J’en ai marre de cette froidure qui ne nous lâche pas.

Aujourd'hui ça va un peu mieux, il fait froid mais sec, avec un ciel lumineux, c’est déjà ça.

Mais tous les jours précédents c’était, sous un ciel uniformément gris, un froid humide, venteux, pénétrant, trouvant à s’insinuer malgré les manteaux fermés.

Habituellement j’aime bien les vingt minutes de marche qui me mènent à mon bureau, je les effectue avec une part d’allégresse, même si c’est pour aller rejoindre un travail dans lequel les satisfactions sont devenues rares. J’apprécie cette sorte de sas ouvert à la rêverie par lequel je transite entre deux pans de ma vie. Mais tous ces jours derniers j’ai effectué ce parcours menton dans le col, corseté, tendu, trouvant la marche longue, interminable. Et je me traîne en plus un rhume dont je ne parviens pas à me défaire et qui racle dans mes bronches.

Alors, plus que d’habitude, cette froidure, cet hiver qui ne veut pas finir, me pèse et joue sur mon moral. Une froidure qui s’insinue dans le cœur aussi.

Hier, en plus, il y avait la grève que je n’ai pas faite et j’en étais mal à l’aise.

Je me sens à côté, ailleurs, conscient de la dureté des temps et en même temps, de moins en moins concerné.

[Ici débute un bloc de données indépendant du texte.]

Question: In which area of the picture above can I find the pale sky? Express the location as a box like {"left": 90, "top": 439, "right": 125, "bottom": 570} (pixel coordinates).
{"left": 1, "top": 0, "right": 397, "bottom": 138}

C’est une autre froidure : ma froidure à l’égard du monde !

Je me pose de plus en plus la question du sens de la grève dans un service public. Qu’est ce que ça aurait apporté de constructif que mon service soit fermé aux usagers ? Je ne suis pas le seul d’ailleurs : manifestement pas mal de gens notamment dans les transports ont hésité pour des raisons similaires (enfin, j’imagine aussi à cause de la perte de salaire) tout en étant solidaire du mouvement. On a vu aussi les agents d’EDF dans le sud-ouest continuer à remettre en fonctionnement les lignes tout en se manifestant grévistes.

En fait c’est plus mon absence de participation à la manifestation qui m’a pesé.

J’aurais voulu y être, moi qui suis un fonctionnaire protégé, par solidarité avec ceux qui sont directement touchés par la crise, qui se retrouvent au chômage ou dans des situations de plus en plus précaires. Et aussi pour affirmer mon opposition aux choix qui sont faits et notamment aux coupes sombres effectuées dans certains services publics.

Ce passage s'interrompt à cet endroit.